People haaaaated this movie when it came out. Mostly because it was marketed super wrong–the studio was adamant that Megan Fox would draw in the teenage boys of the world, so ads turned the sexiness up to 11, with Cody and the director basically begging the studio not to go through with plans to have Megan Fox do interviews on porn websites in character. In 2009, the film hit theatres, with critics confused over who the film was for, with audiences full of teenage boys wondering when the heck they were gonna see Megan Fox naked like the trailers promised. It got tossed in the dustbin of history, and though the film clearly demonstrated Fox’s comedic bite, her career stalled out.
I first saw Jennifer’s Body in college, and loved it immediately.
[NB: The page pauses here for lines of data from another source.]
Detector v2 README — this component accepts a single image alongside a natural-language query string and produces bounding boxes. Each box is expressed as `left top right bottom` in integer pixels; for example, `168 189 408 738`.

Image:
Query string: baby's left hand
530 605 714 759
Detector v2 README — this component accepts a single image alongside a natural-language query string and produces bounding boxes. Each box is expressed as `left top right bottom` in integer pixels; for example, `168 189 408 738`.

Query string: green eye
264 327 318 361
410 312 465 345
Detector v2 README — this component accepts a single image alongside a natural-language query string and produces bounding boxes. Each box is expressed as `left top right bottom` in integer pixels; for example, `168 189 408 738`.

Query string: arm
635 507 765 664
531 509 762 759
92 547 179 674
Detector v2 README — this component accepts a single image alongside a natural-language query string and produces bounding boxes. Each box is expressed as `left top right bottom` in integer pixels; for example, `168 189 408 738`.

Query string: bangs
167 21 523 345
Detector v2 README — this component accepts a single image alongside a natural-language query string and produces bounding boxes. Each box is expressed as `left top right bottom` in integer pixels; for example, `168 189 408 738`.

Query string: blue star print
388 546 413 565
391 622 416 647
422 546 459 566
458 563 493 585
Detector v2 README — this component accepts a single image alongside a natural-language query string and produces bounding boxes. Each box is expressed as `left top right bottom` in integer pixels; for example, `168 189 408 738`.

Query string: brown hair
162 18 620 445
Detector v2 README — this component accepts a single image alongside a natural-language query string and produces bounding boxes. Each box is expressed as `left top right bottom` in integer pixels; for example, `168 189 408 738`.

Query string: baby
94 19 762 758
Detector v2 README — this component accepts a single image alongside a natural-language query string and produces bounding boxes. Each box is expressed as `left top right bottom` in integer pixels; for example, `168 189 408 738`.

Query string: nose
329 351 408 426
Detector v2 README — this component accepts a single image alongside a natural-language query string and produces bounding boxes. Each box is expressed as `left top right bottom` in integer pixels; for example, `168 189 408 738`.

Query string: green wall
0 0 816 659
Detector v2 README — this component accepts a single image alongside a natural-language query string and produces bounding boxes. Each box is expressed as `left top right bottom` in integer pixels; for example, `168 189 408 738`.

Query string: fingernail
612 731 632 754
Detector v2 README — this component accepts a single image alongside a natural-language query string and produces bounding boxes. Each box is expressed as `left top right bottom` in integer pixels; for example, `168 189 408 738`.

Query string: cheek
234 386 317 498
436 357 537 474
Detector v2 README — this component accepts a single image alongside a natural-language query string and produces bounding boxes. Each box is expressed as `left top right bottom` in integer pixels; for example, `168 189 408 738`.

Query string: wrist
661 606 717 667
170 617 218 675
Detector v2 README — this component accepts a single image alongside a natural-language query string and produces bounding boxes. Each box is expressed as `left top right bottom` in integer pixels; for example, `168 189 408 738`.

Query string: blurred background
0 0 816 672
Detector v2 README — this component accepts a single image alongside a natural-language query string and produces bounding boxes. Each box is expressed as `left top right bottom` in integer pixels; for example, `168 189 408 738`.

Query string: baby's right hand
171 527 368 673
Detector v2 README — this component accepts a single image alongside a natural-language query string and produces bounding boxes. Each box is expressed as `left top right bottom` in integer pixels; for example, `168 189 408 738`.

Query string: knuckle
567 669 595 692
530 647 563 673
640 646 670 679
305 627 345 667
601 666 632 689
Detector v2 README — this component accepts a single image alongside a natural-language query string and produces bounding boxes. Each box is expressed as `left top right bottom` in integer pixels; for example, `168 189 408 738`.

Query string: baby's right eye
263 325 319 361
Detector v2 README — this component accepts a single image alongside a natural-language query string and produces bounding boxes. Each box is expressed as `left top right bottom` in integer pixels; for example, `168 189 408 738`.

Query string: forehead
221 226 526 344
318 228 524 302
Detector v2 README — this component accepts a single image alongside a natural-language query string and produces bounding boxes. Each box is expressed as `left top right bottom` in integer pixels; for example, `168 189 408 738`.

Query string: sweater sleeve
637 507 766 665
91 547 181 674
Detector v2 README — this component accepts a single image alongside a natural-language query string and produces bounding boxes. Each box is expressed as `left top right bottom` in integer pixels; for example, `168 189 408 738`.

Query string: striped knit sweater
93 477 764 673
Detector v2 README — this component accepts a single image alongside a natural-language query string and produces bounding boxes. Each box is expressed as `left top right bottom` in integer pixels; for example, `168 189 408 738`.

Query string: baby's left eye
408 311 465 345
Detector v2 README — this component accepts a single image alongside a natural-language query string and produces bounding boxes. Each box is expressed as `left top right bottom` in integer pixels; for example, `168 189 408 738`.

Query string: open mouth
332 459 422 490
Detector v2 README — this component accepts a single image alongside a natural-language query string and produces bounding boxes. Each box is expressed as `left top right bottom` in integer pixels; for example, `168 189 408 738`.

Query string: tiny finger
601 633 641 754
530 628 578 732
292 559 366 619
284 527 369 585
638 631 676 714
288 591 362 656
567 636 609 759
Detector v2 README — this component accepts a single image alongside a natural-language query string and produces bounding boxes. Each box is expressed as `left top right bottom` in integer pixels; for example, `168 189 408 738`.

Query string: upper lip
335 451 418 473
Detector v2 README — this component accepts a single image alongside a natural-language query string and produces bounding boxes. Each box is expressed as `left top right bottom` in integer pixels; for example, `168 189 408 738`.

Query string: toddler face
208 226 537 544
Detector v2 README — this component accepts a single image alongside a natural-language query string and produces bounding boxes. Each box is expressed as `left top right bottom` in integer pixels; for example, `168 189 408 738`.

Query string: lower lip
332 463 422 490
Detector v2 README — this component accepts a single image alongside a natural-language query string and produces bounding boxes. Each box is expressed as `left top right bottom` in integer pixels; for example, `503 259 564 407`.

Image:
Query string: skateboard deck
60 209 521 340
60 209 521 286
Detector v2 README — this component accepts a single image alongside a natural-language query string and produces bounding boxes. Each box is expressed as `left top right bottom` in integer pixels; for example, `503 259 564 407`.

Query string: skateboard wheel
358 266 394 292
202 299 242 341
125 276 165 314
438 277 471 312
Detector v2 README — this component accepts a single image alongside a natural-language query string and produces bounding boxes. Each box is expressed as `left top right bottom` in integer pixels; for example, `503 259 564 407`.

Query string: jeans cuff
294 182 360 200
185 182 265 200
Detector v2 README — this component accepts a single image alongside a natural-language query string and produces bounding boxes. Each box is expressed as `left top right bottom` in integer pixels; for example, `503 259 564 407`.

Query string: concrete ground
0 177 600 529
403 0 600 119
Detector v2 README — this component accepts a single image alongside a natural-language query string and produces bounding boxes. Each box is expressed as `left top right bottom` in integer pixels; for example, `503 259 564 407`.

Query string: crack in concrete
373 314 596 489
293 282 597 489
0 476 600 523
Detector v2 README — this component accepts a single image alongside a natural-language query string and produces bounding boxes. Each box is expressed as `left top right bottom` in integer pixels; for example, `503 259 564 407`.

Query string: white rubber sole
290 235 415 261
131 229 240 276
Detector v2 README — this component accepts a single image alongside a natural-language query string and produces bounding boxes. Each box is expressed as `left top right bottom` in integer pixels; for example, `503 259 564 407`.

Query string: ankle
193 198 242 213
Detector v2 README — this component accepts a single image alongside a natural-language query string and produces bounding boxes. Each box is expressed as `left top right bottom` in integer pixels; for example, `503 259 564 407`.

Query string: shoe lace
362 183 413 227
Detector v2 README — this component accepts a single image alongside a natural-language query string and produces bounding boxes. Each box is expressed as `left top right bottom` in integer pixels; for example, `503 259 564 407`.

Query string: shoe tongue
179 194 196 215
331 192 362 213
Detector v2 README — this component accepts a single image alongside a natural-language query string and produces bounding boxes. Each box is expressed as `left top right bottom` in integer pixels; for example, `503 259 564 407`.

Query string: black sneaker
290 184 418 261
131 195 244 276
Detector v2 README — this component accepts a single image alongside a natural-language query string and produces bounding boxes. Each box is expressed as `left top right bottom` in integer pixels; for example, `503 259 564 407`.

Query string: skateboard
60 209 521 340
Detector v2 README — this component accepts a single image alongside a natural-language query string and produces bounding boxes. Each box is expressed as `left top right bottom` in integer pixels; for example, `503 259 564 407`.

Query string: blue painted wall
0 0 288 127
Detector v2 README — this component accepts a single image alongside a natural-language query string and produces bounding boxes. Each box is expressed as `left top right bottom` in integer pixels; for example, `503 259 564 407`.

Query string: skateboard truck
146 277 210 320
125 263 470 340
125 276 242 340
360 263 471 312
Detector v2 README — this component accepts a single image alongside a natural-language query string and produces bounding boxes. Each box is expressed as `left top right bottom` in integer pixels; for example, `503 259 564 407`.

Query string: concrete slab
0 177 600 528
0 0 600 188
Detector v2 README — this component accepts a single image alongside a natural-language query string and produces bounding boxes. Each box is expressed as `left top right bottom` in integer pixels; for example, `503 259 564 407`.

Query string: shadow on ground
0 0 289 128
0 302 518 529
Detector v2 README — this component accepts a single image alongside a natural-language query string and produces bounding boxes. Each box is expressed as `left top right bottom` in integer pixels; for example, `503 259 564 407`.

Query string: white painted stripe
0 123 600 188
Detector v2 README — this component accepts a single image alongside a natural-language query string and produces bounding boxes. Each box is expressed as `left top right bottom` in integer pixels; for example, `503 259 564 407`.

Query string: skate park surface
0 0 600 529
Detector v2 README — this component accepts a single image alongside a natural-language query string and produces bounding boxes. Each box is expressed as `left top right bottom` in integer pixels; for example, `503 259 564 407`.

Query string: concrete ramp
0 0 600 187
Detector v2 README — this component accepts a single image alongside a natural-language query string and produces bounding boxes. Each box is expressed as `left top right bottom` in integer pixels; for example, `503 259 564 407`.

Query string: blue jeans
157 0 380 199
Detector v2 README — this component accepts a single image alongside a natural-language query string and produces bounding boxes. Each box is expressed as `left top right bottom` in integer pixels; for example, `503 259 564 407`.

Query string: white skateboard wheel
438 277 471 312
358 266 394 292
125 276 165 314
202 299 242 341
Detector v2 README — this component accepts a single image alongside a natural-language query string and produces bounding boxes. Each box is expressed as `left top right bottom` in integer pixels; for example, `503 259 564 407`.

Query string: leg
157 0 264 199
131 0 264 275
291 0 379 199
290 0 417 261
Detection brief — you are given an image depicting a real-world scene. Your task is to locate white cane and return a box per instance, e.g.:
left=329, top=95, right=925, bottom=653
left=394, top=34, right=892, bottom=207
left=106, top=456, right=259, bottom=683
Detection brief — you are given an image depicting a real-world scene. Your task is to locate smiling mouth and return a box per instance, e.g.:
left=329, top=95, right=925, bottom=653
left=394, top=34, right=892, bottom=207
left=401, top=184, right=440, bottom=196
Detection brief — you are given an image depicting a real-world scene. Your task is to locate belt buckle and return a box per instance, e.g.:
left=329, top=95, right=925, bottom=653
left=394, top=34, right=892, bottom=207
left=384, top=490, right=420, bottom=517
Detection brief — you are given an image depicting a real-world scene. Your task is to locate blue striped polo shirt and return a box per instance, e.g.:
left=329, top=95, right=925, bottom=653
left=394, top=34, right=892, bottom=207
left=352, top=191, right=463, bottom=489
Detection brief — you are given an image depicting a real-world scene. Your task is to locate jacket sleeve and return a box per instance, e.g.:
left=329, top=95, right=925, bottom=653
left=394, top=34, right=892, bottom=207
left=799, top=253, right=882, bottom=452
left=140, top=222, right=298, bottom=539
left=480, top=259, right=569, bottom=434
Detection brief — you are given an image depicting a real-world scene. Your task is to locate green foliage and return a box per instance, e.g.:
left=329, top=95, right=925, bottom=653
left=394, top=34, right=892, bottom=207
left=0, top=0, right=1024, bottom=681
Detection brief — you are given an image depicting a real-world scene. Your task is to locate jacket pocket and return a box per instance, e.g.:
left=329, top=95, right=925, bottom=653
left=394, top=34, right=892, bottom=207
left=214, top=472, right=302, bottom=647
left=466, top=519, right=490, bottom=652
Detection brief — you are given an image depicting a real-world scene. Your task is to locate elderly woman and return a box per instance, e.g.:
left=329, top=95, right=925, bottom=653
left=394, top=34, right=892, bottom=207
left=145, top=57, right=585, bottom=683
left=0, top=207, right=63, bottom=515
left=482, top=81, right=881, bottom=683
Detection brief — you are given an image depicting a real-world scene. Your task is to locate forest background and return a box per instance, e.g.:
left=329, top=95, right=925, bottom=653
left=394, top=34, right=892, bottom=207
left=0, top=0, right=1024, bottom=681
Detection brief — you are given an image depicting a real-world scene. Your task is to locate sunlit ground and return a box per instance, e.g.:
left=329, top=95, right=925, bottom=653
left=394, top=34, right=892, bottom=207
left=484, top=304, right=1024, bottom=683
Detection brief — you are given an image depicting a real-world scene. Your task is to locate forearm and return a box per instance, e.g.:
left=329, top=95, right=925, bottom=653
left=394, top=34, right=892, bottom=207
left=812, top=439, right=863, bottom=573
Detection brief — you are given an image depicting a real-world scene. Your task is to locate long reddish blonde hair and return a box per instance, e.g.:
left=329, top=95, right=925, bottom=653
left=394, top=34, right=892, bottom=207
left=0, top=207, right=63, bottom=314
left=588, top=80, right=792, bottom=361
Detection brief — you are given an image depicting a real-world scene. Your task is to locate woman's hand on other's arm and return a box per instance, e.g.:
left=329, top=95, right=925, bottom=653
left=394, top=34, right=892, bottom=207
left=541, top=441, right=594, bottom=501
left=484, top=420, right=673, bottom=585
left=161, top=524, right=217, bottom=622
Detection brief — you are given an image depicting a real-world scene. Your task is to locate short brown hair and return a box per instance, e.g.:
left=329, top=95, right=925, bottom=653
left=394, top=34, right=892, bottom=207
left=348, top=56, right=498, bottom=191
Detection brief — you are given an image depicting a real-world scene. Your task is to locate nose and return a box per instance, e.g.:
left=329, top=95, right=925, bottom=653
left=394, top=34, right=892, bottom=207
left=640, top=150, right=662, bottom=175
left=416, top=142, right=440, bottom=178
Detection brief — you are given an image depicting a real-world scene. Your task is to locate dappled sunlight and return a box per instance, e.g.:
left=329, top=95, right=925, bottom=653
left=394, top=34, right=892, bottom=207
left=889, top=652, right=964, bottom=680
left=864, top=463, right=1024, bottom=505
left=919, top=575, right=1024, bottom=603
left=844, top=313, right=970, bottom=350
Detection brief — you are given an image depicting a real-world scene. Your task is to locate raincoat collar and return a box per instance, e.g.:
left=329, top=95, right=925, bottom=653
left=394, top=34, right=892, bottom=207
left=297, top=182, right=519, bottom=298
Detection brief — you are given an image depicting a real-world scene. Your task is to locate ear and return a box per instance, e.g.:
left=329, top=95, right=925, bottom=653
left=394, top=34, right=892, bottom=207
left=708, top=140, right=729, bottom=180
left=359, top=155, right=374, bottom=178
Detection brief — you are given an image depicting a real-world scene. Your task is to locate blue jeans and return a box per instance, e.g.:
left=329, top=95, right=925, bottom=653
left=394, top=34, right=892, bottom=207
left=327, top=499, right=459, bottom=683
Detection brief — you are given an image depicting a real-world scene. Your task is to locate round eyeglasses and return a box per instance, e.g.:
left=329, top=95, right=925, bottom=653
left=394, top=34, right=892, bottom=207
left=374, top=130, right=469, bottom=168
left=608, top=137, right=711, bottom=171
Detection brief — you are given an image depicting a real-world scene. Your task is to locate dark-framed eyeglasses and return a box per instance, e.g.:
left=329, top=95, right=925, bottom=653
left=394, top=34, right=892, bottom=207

It’s a delightfully fun spooky-season movie unconcerned with the straight male gaze, and while when I initially went to the mat for this movie my friends would usually raise their eyebrows, but thankfully time has been kinder to Jennifer’s Body. The film has been rediscovered by a new generation and has been reevaluated in the context of the Me Too movement (the titular character is sacrificed by a middling emo band hoping to become more famous, a quite literal example of a woman’s body being used to advance a man’s career). And now that the target demographic has finally discovered this film in an era when criticism is more diverse than ever, people are starting to appreciate that the horror genre can tell stories important and relevant to the other 50% of the population. Who woulda thunk!
Anyway, this brings me to The Return, a delightfully feminist horror novel that follows in the footsteps of Jennifer’s Body–a horror story that explores the complications and joys of female friendship, with a twisty and intoxicating plot, killer dialogue, and a final girl unlike any other.
The Return focuses on Elise, a woman floundering in her post-grad life, who is dealing with the aftermath of her college best friend, Julie, disappearing after a solo hike in Maine. Elise and her friends suspect Tristan, Julie’s husband they’ve never properly met, but two years pass with no news. Their circle of friends are pretty certain Julie is dead, but Elise keeps holding out hope. And then, without warning, Julie shows up on her front porch two years after her disappearance without explanation.
Elise and her friends meet up at a mysterious inn in the Catskills to reunite with Julie and get to the bottom of what exactly happened to her. And Julie seems a bit different–like, horribly-emaciated, eating-raw-meat-even-though-she’s-a-vegetarian different. Elise is left to piece together what happened to her friend as she and her friends are forced to come to terms with their evolving friendship and their lingering issues that even a demon can’t fix.
The blurbs often describe this as Sex and the City meets The Shining, but I think that’s selling it a bit short–the relationships here aren’t pure froth, there’s actually a lot of weight here. While secondary characters Mae and Molly could have used a smidge more development, I really enjoyed how, beyond the horror elements, at the core of this story was the relationships between four women and how they’ve evolved since their student years. If you’ve ever lusted after your college friend’s Insta-perfect vacation photos or wondered why your old roommate didn’t invite you to her wedding or had to smile wanly and explain you don’t actually have that public holiday off from work to your friends planning a get-together, this will resonate with you more than you think, just in the way that Jennifer’s Body will resonate with you if you’ve ever been a teenage girl and if you’ve ever been a little bit afraid of your best friend.
Rachel Harrison is trained as a TV and film writer, and it shows–the dialogue in this book is sharp, the scenery is evocative and the tone is pitch-perfect throughout. When (not if, when) this gets adapted, I can’t wait to see Elise, Julie, and their demonic friendship breakup play out.